Saturday, September 15, 2018

My Son's Snowsuit





My twenty month old son has a snowsuit that we put him in when his dad, whom he calls papa, takes him on a stroller ride to dinner. Yes, we believe in family dinners, and sometimes we have more than one dinner in order to scrape by a sense of meal communion, but lately we have all been decidedly under the weather, for over a month at least—swapping laryngitis for the flu for most recently, in my case, a week of an allergic reaction that debuted in the form of scalp-to-feet red hot itching hives. The hives subsided with the wonderful miracle that is prednisone, when adequately dosed, then progressed for a few days to a tightness in the chest, a degree of breathing difficulty just onerous enough to dispel sleep but only once frontiering to the territory of wheezing, which took me to the instacare that sent me to the emergency room for a shot of epinephrine and two blissful hours of effortless breathing and an elevated heart rate before I went home with epipens and that just slightly onerous tightness of breath—

The point being, yes, we believe in family dinners, but on the whole we are happy to be getting by relatively safe and oxygenated, if you know what I mean.
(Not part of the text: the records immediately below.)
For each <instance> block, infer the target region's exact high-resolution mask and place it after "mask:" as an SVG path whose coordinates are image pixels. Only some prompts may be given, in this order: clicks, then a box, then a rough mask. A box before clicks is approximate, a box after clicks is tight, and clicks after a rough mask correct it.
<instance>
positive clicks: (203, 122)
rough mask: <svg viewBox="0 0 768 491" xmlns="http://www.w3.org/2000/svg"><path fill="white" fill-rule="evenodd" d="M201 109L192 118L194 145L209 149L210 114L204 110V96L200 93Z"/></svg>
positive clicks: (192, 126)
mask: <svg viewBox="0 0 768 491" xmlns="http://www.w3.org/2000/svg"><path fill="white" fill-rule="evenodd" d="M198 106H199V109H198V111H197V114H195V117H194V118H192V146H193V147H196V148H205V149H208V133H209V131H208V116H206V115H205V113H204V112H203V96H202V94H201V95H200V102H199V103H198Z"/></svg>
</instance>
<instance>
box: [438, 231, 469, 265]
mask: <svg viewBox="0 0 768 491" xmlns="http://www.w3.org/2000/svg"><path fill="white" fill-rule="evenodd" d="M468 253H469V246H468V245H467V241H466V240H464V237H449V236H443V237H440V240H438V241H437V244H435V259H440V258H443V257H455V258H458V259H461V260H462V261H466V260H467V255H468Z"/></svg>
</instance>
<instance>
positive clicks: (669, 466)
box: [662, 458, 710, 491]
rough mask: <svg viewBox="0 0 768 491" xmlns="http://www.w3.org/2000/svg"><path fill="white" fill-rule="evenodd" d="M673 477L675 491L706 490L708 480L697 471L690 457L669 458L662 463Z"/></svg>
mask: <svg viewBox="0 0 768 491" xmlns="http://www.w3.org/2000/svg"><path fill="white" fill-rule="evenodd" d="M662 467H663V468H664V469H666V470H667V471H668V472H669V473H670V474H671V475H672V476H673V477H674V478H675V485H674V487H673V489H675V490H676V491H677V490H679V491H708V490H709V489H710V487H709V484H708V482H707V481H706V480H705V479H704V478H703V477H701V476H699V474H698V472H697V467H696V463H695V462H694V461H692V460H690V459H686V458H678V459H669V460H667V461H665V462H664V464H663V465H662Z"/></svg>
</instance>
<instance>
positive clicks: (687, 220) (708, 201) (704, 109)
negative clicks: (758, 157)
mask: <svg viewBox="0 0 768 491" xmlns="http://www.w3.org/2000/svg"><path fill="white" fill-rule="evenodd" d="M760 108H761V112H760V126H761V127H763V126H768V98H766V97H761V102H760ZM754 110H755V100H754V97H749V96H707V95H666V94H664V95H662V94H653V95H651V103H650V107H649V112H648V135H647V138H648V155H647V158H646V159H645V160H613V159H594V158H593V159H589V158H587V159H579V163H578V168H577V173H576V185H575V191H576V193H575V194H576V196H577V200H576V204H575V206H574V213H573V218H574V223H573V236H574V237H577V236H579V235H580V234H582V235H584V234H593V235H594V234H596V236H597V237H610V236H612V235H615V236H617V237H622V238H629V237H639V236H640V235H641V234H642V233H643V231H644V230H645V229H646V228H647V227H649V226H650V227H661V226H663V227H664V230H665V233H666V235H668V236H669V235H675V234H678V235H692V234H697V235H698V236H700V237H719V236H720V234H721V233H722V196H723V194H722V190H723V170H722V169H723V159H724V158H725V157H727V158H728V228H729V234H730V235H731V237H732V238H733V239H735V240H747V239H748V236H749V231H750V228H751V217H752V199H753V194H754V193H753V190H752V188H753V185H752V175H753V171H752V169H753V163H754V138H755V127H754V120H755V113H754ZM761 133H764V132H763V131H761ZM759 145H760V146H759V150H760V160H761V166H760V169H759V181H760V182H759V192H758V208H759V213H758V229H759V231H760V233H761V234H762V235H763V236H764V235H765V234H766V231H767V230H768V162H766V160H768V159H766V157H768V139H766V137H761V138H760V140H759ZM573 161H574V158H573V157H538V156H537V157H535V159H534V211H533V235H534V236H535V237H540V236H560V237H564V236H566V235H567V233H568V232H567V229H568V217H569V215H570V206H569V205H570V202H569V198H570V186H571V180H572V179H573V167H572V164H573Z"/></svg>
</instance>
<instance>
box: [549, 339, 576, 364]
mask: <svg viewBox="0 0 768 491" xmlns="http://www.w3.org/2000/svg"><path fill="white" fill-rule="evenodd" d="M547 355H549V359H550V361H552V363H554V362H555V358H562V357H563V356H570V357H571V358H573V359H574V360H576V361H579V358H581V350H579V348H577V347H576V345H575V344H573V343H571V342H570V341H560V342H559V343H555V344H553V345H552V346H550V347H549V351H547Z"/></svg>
As such, when my dear and loving companion can take our son on a stroller walk to their mutual favorite restaurant for a mutual treat (during which I can stay home and rest, even though I am already resting a lot of on any given day) we take that as a victory.

Which brings me back to my son’s snowsuit. This particular snowsuit, which keeps him warm in his stroller during the winter evenings, has little caps for hands and feet that can be pulled on or off, and we usually pull them over our son’s feet on account of us having lost nearly all of his many pairs of shoes—but this means that he is treading on his suit, rather than on shoes, as he walks on the sidewalk and down the concrete stairs to his stroller (his papa spotting him from below).

I know that this suit is bound to wear down at the feet sooner or later, and certainly sooner than snowsuit booties are meant to, and that makes me feel the fleetingness of this moment now with my son in a way that I wish I felt as naturally about the way my son says horses as “her-sees,” or the way he asks me to draw pumpkins over and over and over again, handing me the pen. Of course, these are just two of the milion transient remarkable moments with him that are so fleeting, and yet somehow my mind thinks they will last forever, a beautiful and betraying illusion that lets me doze on the couch when, for instance, my son pulls apart legos with his papa or runs around the kitchen, shouting “fast!” and shrieking with laughter. But when I think of my son’s snowsuit booties wearing down, miniature holes I can’t see building up to become holes I eventually will see, I am filled with heartache.